From QoS to QoE: Towards Experience-Centric Evaluations of Tele – Immersive Environments
We are seeing a rapid growth of tele-immersive environments over the last decade with applications ranging from health care, training to entertainment. Despite their intensity of user-involved interactions, many of the existing evaluation frameworks remain mostly system-centric, utilizing Quality of Service (QoS) evaluation metrics. Over the last few years we are also seeing intensified efforts towards experience-centric approaches, utilizing Quality of Experience (QoE) evaluation metrics. These efforts are moving in the right direction of understanding evaluations of tele-immersive environments from the experiential point of view. However, the journey towards experience-centric evaluation of tele-immersive environments is very challenging due to (a) multi-modal media in tele-immersive environments, (b) multitude of underlying end-to-end networking and computational technologies, and (c) diverse human activities conducted and experienced in these immersive spaces.
In this talk we discuss the challenges of evaluating experiential tele-immersive environments, including the diverse concepts of tele-immersive system services and mediated human experiences, needed transformations from system-centric to experience-centric evaluation frameworks, and the dependence on activities that we experience in tele-immersive spaces. Based on selected tele-immersive systems in the multimedia community, we present promising findings to sketch next steps towards future evaluation frameworks of experiential tele-immersive environments.
Rosalind W. Picard
Surprising Discoveries from Affective Computing
Emotion is vital to physical and mental health - influencing the functioning of almost every organ in our body, including our brain and "how we feel." I have been leading in creating new technologies to help people measure and communicate emotion, getting objective data that helps provide deeper understanding of how emotion works in day to day life. This talk will highlight several examples of emotion technologies and findings that have come out of the Media Lab at MIT. Examples range from a coach to help people better modulate their vocal and facial affect in interviews, to a camera that reads heart rate and respiration, to a wrist-worn sensor that uses emotional disruption to better detect seizures and their severity. Affective wearable technology has also been revealing how brain patterns map to different locations on the skin and how emotional arousal changes activated during sleep affect memory and learning. This talk will highlight several surprises that we never expected to find when we worked on emotion.

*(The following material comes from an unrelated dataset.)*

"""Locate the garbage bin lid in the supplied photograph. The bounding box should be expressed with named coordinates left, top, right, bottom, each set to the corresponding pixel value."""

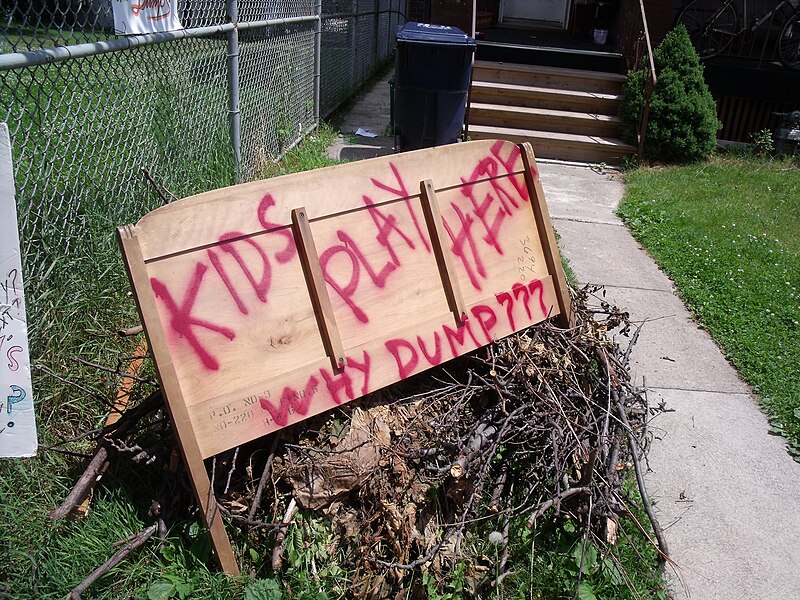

The Impact of Computer Science Research on Science, Technology, and Society
The field of computing is driven by scientific questions, technological innovation and societal demands. There is wonderful interplay—push and pull—among these three drivers. For example, accelerating technological advances and monumental societal demands force us to revisit the most basic scientific questions of computing. These drivers are also measures of the impact of computing research. In my talk I will give examples from Microsoft Research of our impact on science, technology, and society. I will close with pointers to new directions for computing research.